The public generally opines that the welfare system is too generous. Yet Israeli spending on welfare falls short of the norms in southern Europe Italy, Spain, Greece and Portugal, nations that are alike us, going by geographical similarity and the UN's rating of economic development. After the cuts in the 2002 and 2003 budgets, the rating of Israel's care for the poor will be even lower.

Like all international comparisons, evaluating Israel's welfare spending to those of other nations isn't easy. There are differences in the ways welfare organizations are set up, and of definitions, too. For instance, Israel's financial support ate up 11.2% of the 2000 gross domestic product, included pension payments for civil servants. Such expenses cannot be defined under traditional welfare support.

Trimming unemployment benefits, child allowances and income assurance will reduce the income of certain families by tens of percent. Not enough for the treasury, which then raised tax on assured income by tens of percent (tax on work, municipal taxes, and television tax). If the poor are to be tormented, why not to it thoroughly.

Tax on capital gains is treated far more gingerly. It took six committees 15 years to force the finance minister to impose a modest 10% to 15% tax on financial gains and that hasn't been imposed yet. The effect of the cuts in support for the poor never did warrant examination by a panel, let alone six.
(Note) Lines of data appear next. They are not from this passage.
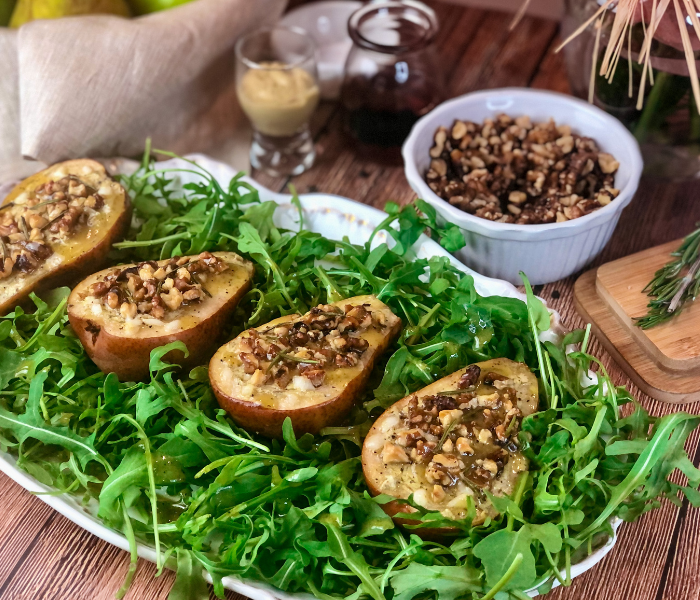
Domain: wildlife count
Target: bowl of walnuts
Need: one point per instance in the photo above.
(535, 180)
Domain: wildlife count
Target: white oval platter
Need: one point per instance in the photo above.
(334, 217)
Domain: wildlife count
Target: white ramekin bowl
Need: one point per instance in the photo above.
(544, 252)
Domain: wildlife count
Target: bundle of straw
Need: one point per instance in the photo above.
(657, 19)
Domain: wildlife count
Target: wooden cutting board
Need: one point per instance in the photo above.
(663, 361)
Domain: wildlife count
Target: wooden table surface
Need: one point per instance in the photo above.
(45, 556)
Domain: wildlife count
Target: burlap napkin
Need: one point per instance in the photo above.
(99, 85)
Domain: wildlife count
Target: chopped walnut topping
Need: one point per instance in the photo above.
(476, 439)
(50, 214)
(513, 171)
(148, 288)
(328, 336)
(394, 454)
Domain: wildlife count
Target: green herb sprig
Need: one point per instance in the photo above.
(675, 285)
(168, 467)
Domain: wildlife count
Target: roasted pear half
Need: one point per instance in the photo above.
(121, 314)
(310, 368)
(57, 226)
(453, 440)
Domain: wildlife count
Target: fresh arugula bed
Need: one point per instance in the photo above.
(169, 468)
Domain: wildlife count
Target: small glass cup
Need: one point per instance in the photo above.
(277, 86)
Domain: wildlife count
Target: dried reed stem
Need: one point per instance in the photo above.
(621, 32)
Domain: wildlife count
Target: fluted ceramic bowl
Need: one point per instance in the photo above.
(544, 252)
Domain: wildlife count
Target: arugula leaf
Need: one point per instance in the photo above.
(449, 582)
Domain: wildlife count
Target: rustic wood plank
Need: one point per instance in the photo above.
(549, 75)
(24, 516)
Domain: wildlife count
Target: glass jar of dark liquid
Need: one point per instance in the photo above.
(392, 76)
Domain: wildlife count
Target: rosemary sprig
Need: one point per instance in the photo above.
(675, 285)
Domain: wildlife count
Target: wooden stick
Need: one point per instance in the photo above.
(689, 55)
(596, 47)
(583, 27)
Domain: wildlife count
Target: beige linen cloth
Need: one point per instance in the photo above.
(98, 86)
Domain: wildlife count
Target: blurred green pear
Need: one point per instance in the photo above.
(30, 10)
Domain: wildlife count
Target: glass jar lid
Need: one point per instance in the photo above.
(393, 27)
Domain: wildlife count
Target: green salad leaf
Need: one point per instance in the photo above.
(168, 468)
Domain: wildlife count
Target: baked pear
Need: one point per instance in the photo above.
(454, 439)
(122, 313)
(57, 226)
(310, 368)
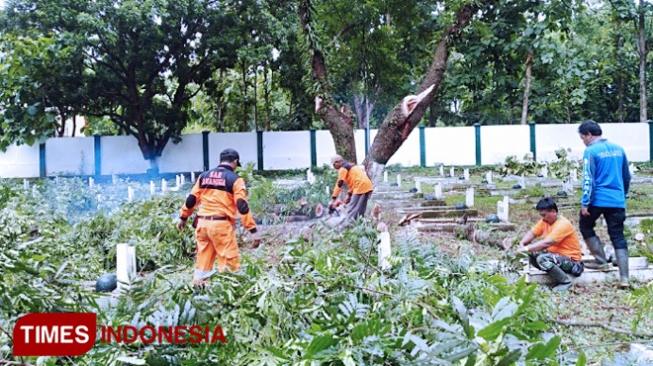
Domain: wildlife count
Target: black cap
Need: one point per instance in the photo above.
(229, 155)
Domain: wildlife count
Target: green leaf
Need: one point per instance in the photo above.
(544, 351)
(319, 344)
(510, 358)
(493, 330)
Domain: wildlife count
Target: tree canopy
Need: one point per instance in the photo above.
(157, 68)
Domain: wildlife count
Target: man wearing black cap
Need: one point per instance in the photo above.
(221, 195)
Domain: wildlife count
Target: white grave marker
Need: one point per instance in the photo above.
(438, 191)
(488, 177)
(503, 209)
(469, 197)
(384, 251)
(125, 265)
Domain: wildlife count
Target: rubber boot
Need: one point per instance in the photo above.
(622, 262)
(563, 282)
(596, 248)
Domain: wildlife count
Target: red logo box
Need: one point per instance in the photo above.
(54, 334)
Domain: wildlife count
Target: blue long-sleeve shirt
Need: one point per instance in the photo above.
(606, 178)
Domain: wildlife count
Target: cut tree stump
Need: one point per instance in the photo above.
(451, 227)
(447, 213)
(639, 270)
(434, 203)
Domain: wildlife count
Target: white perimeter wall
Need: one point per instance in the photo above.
(449, 146)
(497, 142)
(20, 161)
(292, 149)
(70, 156)
(633, 137)
(286, 150)
(121, 155)
(187, 155)
(243, 142)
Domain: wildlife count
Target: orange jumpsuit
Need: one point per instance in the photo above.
(221, 195)
(356, 179)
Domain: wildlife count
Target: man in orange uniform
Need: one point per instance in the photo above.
(359, 186)
(558, 251)
(221, 195)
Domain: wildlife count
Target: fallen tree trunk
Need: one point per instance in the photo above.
(399, 123)
(339, 119)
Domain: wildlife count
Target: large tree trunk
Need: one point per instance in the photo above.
(245, 102)
(527, 88)
(406, 115)
(256, 98)
(642, 63)
(266, 89)
(339, 119)
(364, 108)
(620, 77)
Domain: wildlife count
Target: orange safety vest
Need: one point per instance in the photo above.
(356, 179)
(219, 192)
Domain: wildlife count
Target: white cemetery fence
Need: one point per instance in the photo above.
(431, 146)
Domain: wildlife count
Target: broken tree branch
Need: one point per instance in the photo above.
(607, 327)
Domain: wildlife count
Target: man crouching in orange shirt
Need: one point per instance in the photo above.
(359, 188)
(221, 195)
(558, 251)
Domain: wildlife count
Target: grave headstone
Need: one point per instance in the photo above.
(384, 251)
(438, 191)
(488, 177)
(125, 265)
(469, 197)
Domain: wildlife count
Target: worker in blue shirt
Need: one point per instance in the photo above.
(606, 180)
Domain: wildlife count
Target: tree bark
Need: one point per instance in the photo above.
(62, 128)
(358, 108)
(266, 90)
(641, 42)
(244, 92)
(339, 119)
(406, 115)
(527, 88)
(256, 98)
(620, 78)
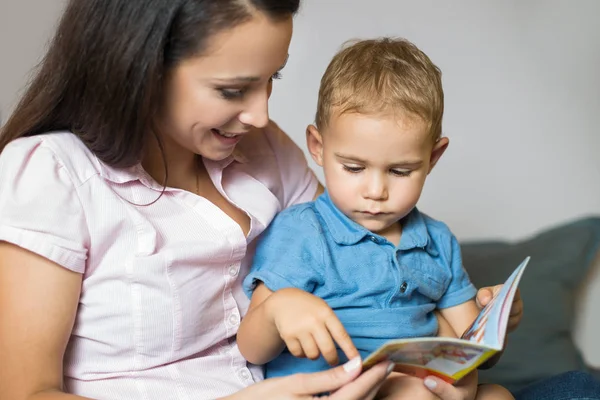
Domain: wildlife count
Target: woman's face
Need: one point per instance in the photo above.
(212, 101)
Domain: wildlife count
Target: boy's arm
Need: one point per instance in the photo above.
(460, 317)
(258, 338)
(294, 318)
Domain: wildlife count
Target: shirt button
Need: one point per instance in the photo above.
(234, 319)
(403, 287)
(245, 374)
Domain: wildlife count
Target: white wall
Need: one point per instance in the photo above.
(25, 27)
(522, 85)
(522, 94)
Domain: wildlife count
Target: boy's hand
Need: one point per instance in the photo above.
(308, 326)
(485, 295)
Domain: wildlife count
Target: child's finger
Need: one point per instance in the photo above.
(341, 337)
(295, 348)
(309, 347)
(326, 346)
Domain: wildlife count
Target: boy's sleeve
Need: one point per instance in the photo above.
(289, 254)
(460, 289)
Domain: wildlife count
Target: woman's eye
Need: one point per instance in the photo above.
(399, 172)
(353, 169)
(231, 94)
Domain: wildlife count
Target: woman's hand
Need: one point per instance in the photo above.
(345, 382)
(486, 294)
(465, 389)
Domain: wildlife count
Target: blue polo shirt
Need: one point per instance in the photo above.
(379, 290)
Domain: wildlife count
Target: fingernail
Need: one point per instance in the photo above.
(430, 383)
(390, 368)
(353, 364)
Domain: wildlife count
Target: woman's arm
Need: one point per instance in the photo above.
(38, 299)
(257, 338)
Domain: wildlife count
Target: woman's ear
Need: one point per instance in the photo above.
(439, 147)
(314, 142)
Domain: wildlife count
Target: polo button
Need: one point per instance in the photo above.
(245, 374)
(403, 287)
(233, 319)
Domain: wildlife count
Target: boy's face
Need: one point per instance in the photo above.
(375, 166)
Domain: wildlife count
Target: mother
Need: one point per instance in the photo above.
(135, 174)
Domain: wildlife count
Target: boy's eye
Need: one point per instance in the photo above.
(231, 94)
(353, 169)
(399, 172)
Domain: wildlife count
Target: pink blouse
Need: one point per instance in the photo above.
(161, 298)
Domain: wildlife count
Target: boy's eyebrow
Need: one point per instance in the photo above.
(407, 163)
(248, 79)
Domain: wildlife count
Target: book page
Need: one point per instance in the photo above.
(489, 327)
(446, 358)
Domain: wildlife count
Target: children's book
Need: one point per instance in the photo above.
(448, 358)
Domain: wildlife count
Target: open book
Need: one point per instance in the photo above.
(448, 358)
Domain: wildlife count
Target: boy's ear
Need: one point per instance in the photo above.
(314, 142)
(439, 147)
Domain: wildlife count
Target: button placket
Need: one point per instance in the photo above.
(234, 319)
(245, 374)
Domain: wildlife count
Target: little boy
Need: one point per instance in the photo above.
(362, 265)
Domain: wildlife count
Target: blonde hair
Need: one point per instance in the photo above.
(380, 76)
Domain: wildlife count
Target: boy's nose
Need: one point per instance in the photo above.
(376, 189)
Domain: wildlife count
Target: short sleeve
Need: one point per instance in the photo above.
(289, 254)
(298, 180)
(39, 207)
(460, 289)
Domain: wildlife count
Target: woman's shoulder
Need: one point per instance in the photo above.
(268, 140)
(50, 151)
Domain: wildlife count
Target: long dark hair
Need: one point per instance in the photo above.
(103, 73)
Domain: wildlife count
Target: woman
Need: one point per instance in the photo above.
(135, 173)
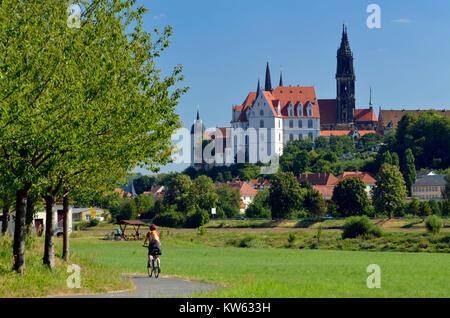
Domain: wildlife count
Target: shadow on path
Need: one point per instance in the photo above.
(161, 287)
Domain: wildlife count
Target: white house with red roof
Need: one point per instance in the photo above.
(271, 118)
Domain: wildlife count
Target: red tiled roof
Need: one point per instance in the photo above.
(284, 95)
(364, 176)
(366, 114)
(327, 108)
(328, 133)
(325, 178)
(350, 132)
(325, 190)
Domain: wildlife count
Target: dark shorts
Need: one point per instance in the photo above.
(154, 249)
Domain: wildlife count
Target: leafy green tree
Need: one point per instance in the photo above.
(260, 208)
(84, 99)
(350, 196)
(229, 201)
(409, 170)
(446, 193)
(315, 203)
(180, 191)
(206, 191)
(285, 195)
(389, 191)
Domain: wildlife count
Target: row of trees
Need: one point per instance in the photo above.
(189, 202)
(287, 198)
(75, 105)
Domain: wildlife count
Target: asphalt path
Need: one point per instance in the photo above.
(161, 287)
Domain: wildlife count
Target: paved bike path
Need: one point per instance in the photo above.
(161, 287)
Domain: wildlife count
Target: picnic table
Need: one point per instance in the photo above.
(136, 224)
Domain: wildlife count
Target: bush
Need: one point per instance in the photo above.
(360, 226)
(169, 218)
(433, 224)
(93, 222)
(197, 219)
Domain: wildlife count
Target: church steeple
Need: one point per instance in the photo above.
(281, 77)
(345, 81)
(268, 84)
(258, 88)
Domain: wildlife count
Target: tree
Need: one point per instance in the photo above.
(229, 201)
(206, 191)
(409, 170)
(285, 195)
(351, 197)
(315, 203)
(446, 193)
(259, 208)
(85, 98)
(389, 191)
(180, 191)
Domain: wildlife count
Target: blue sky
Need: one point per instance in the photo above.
(224, 45)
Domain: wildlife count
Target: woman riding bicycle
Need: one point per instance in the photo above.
(154, 246)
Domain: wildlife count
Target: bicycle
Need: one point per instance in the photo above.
(154, 268)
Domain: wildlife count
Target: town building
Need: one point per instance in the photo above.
(388, 119)
(429, 187)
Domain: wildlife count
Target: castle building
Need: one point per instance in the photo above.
(269, 118)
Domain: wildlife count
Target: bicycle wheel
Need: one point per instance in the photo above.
(150, 270)
(157, 270)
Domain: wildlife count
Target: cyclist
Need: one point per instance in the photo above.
(154, 246)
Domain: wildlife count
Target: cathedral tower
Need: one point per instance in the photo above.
(345, 82)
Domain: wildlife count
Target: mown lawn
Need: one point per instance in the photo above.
(281, 272)
(40, 281)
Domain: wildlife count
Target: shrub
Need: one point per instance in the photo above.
(169, 218)
(197, 219)
(359, 226)
(433, 224)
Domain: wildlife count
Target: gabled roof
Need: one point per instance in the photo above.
(363, 176)
(431, 180)
(394, 116)
(325, 178)
(364, 114)
(244, 188)
(284, 95)
(327, 108)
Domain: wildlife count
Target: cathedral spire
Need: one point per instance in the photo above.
(258, 88)
(268, 84)
(281, 77)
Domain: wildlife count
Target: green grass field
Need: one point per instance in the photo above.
(281, 272)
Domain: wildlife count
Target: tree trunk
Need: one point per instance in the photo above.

International comparisons teach that Israel's public consumption is high, and not only because of its heavy spending on defense: it's also because of its bloated civil service. The multiplication of ministers and deputy ministers is symptomatic of the disease. It epitomizes the unbearable lightness with which taxpayer money is spent for no good reason. In fact, the phenomenon is widespread, as shown by the latest report of the treasury's Wages Director on the irregularities in public sector wages. Or in reports of local authorities, who have countless high-ranking officials whose positions are entirely gratuitous.

This is not symbolic, it is a fundamental flaw in the structure of the national budget. Slashing at wages in the public sector must become a long-term goal of budgetary policy, in order to genuinely be generous to the needy.